Dimensi ekonomi bermuara pada tercapainya pertumbuhan (growth) ekonomi masyarakat yang positif, dimensi sosial bermuara pada tercapainya stabilitas dan harmonisasi sosial (tanpa konflik), sedangkan dimensi ekologi bermuara pada tetap terpeliharanya kelestarian fungsi lingkungan (ekosistem) sebagai modal pembangunan maupun sebagai habitat dari makhluk hidup yang ada di dalamnya yang saling berinteraksi. Dengan demikian, amanat pembangunan adalah menjamin tercapainya tingkat hidup dan kehidupan rakyat (masyarakat dalam arti luas) yang sejahtera (lahir dan batin), baik secara ekonomi, sosial dan ekologi (lingkungan)

Kebijakan Pembangunan di Indonesia:
A. Era Orde Lama

Sejak merdeka pada 17 Agustus 1945 sampai sekarang sudah berlangsung hampir 66 tahun. Bila kita putar ulang sejarah, pada era 1945 – 1965, disebut era orde lama yang dipimpin oleh Presiden RI pertama Ir. Soekarno pembangunan Indonesia pada saat itu baru dititikberatkan pada pembangunan stabilitas ideologi. Saat itu, terjadi perang antara paham ateis dan paham agamis. Yang akhirnya, alhamdulillah, dimenangkan oleh paham agamis. Ketidakstabilan terlihat dengan munculnya banyak partai politik. Muncul banyak pemberontakan akibat kondisi masyarakat yang semakin melarat, terutama di daerah.

Pada zaman ini, kondisi perekonomian masyarakat benar-benar terpuruk. Harga bahan pokok melonjak sangat tinggi, masyarakat tidak mampu membeli beras sehingga terpaksa makan bulgur dan memakai baju dari karung. Menurut Emil Salim, laju inflasi menjelang peristiwa G-30-S/PKI, sangat teramat tinggi sepanjang sejarah. Indeks biaya hidup tahun 1960 sampai tahun 1966, naik 438 kali. Harga beras mengganas naik 824 kali. Begitu pula harga tekstil naik 717 kali. Sementara nilai rupiah sekarat dari Rp160 saja menjadi Rp120 ribu per satu dolar AS.

Angka-angka itu cukup menjadi bukti ilustratif betapa malapetaka yang menghantam bangsa Indonesia saat itu demikian dahsyat.

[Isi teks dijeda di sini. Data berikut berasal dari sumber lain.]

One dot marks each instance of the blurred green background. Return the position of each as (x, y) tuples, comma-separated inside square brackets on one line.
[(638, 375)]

Ditambah lagi tragedi pergolakan politik nasional yang berpuncak pada Gerakan 30 September/PKI, yang membuat bangsa ini dalam kondisi chaos. Dengan demikian pemerintahan orde lama tidak berhasil (gagal) mengemban amanat pembangunan untuk mensejahterakan kehidupan rakyatnya.

B. Era Orde Baru

Era selanjutnya adalah era 1966-1998, disebut juga sebagai era orde baru yang dipimpin oleh Presiden RI kedua Soeharto. Pada saat itu, pemerintahan orde baru dinilai telah berhasil menyelamatkan bangsa ini dari krisis. Menurut Emil Salim, pada kuliah program sejarah lisan Indonesia (1965-1971) di CSIS (Centre for Strategic and International Studies), Jakarta, Agustus 1999, ada lima kebijakan yang dianggap manjur dalam upaya pemulihan ekonomi kala itu. Pertama, pengendalian inflasi melalui kebijakan anggaran berimbang, dan kebijakan moneter ketat. Kedua, pencukupan kebutuhan pangan. Ketiga, pencukupan kebutuhan sandang. Keempat, rehabilitasi berbagai sarana dan prasarana ekonomi. Kelima, peningkatan ekspor dengan mengembalikan share sepenuhnya pada eksportir. Selain itu, juga digulirkan kebijakan jitu lainnya saat itu, yakni deregulasi dan debirokratisasi (Paket 10 Februari dan 28 Juli 1967, dan seterusnya). Kemudian, pemerintah juga membuka kran penanaman modal asing, secara bertahap.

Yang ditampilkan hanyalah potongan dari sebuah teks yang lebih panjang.